Doch das Land rutscht immer tiefer in die Rezession. Angesichts der Dynamik, mit der auch wegen der steigenden Arbeitslosigkeit immer mehr Kredite ausfallen, muss man fragen, ob die Bankenrettung nicht deutlich teurer als geplant wird. Es droht ein böses Erwachen im Herbst, wenn immer neue Löcher in Bankbilanzen auftauchen. Schon im Schnelltest hatten Prüfer im Juni errechnet, das spanische Bankensystem benötige im schlimmsten Szenario bis zu 62 Milliarden Euro.
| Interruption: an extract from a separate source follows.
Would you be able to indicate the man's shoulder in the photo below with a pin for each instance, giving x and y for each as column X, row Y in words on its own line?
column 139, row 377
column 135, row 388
Doch diese Zahl basierte auf der Annahme, dass die Arbeitslosigkeit 2012 ihren Höhepunkt erreicht, womit praktisch niemand mehr rechnet. Massive Entlassungen stehen wegen immer neuer Sparpläne nun erst im öffentlichen Dienst an. Die Prüfungsgesellschaft Oliver Wyman hatte zudem eingeräumt, die Zahl sei auf Basis von Daten errechnet worden, die von den Banken geliefert wurden und "nicht geprüft" worden seien. "Für die sachliche Richtigkeit dieser Informationen gibt es keine Garantien", hatten die Prüfer vorsorglich angemerkt.
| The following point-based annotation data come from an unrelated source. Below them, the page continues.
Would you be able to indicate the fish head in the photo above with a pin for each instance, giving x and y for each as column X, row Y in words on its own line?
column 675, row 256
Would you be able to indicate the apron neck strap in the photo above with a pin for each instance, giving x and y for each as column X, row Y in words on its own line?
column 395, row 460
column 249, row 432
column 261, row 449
Das ist auch das Problem mit den neuesten Daten der spanischen Zentralbank. Auch die Daten zu Kreditausfällen stellen die Banken freiwillig zur Verfügung. Dass die korrekt sind, wird von vielen bezweifelt. Wie krass sie von der Realität abweichen können, hatte die große Bankia-Bank gezeigt. Der Zusammenschluss angeschlagener Sparkassen musste im Frühjahr verstaatlicht werden, womit die Bankenkrise offensichtlich wurde. Zuvor hatte die Bank angegeben, 2011 sogar einen Gewinn von 41 Millionen Euro gemacht zu haben. Bei genauerer Prüfung wurde daraus ein Verlust von mehr als drei Milliarden Euro. Nun braucht allein diese Bank 23,5 Milliarden Euro, um eine Pleite vorerst abzuwenden. Das Geld vom EFSF braucht Bankia offenbar auch früher als geplant. Die Nachrichtenagentur Bloomberg berichtete, dass die Bank immer stärker von der Finanzierung durch die Europäische Zentralbank (EZB) abgeschnitten wird und deshalb nun schnell Rettungsmilliarden benötigt.